To show the general feasibility of our AptaBody approach, we generated new aptamers by MAWS that should detected a variety of different interesting biological targets. In this context we analyzed the specific binding of the newly designed AptaBody p53-His. In Figure 11 we blotted p53-His, xylanase, G-actin, lysozyme-His and stained the blots with the MAWS-predicted Aptabody p53-His (A) and with MAWS-optimized Anti-His I AptaBody (B), respectively. Ponceau staining was applied as loading control.

Figure 11: DotBlot using the MAWS-predicted Aptabody p53-His (A) and MAWS-optimized Anti-His I

AptaBody (B). We blotted p53-His, xylanase, G-actin, lysozyme-His and stained the blots with the MAWS-predicted Aptabody p53-His (A) and with MAWS-optimized Anti-His I AptaBody (B), respectively. Ponceau staining was applied as loading control.

Discussion and Outlook

In this project we show a new, efficient, and specific Western blot assay based on AptaBodies for the detection proteins. The fusion of a HRP DNAzyme with an aptamer, that binds to a POI, so called AptaBody is a promising alternative that could complement and sometimes even replace classical antibodies so far applied in Western Blot experiments.
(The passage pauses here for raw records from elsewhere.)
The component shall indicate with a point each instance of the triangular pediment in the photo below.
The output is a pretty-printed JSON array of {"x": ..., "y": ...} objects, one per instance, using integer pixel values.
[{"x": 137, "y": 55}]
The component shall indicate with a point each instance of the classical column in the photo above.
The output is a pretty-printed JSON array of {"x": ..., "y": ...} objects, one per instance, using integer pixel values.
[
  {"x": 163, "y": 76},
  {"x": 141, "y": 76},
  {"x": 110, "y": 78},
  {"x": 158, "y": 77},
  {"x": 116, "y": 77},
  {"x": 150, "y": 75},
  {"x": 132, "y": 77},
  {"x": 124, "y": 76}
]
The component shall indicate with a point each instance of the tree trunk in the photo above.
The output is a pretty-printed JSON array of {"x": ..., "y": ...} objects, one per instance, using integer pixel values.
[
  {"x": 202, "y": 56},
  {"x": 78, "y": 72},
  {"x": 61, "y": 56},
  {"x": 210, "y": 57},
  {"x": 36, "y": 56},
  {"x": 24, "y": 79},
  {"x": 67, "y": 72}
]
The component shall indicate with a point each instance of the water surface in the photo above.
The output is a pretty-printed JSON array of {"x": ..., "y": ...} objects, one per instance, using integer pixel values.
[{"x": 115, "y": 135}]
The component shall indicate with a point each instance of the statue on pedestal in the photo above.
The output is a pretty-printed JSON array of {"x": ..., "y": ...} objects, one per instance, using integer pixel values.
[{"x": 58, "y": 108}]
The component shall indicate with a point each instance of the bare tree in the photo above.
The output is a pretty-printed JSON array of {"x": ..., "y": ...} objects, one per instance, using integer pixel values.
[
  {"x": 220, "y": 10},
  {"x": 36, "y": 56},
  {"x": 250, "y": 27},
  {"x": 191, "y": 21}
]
As a proof of principle we targeted His-tag proteins using antiHis AptaBodies. Even in cell lysates the AptaBody is able to detected its target protein with a high specificity. Using AptaBodies instead of Antibodies may potentially have the following benefits:

  1. The protocol is cost and time saving. The costs for an AptaBody are just those for an oligo DNA strand. Furthermore, no blocking step is needed to achieve a specific signal. (Fig. 12)
  2. The generation of new AptaBodies is much faster than development of new antibodies. The design and production of the AptaBodies takes 14 days maximum. Please note that AptaBodies can be readily designed for proteins for which no antibodies are available yet.
  3. MAWS can generate specific AptaBodies against each and every protein of interest.
  4. In contrast to antibodies the production of AptaBodies do not require animal experiments.